As long as a resource doesn’t change it’s ETag shouldn’t change either. This is also necessary for being able to continue byte-range requests based on the previously received tag. gzip is kind of a problem here since it changes the representation of the resource and you therefor can’t continue a byte-range request if the server all of a sudden switches from gzip to non-gzip representation for this resource between requests while still serving the same entity tag. Probably for that and other reasons nginx doesn’t automatically attach an ETag to something that has been gzip-compressed.
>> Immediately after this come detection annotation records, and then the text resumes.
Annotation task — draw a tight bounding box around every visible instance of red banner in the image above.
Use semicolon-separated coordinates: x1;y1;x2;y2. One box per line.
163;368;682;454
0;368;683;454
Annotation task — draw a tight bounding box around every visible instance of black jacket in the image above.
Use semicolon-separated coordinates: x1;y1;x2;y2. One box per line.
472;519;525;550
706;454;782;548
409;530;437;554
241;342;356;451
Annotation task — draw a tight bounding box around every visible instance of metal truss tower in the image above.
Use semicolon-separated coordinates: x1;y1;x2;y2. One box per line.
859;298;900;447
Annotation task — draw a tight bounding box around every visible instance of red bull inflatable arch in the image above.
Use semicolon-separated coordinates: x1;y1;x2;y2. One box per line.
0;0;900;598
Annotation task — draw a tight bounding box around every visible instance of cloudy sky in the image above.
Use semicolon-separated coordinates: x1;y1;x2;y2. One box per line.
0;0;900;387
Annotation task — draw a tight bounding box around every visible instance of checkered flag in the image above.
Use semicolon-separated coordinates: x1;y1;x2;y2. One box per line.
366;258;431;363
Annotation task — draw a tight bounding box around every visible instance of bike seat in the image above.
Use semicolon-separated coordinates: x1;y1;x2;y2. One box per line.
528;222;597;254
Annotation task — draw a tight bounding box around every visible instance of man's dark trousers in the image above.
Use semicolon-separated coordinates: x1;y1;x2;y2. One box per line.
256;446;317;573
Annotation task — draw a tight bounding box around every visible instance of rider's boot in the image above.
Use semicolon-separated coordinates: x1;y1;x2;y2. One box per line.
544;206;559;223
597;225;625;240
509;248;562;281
Apache, on the other hand, seems to append the string “-gzip” to the tag in order to distinguish the two representations.

Close enough

The issue above could for instance also be avoided by ignoring subrange GET requests. If you don’t care about “continuing” on previous data-packages, a gzipped representation and a not-gzipped one of the same resource might be semantically identical in your use-cases. For things like that there are actually two kinds of entity tags that are distinguished by how they are validated:

  1. Those supporting strong validation: ETag: “12345”
  2. and those that only support weak validation: ETag: W/“12345”

The HTTP/1.1 specs have a nice distinction between these two:

In order to be legal, a strong entity tag MUST change whenever the associated entity value changes in any way. A weak entity tag SHOULD change whenever the associated entity changes in a semantically significant way.

Personally, I interpret that in this way: Think about a blog post page which also has a list of banners on the bottom that are automatically rotated. If your ETag is based on the last-modification-time of your blog software (say its version number) and the last modification time of your blog post, then you could use a weakly validated entity tag if you consider the banners not relevant for the semantics of the resource. Otherwise you’d have generate a new entity tag whenever the banners should be rotated.

Combine that with the issue that the server you have in front of your application may or may not gzip the app’s response data, going here with a weak ETag sounds more and more like a good approach to me (please let me know if I’m wrong here!).

Enough for round one

I hope you got something useful out of this. The plan is, to write one of these posts every week if time permits.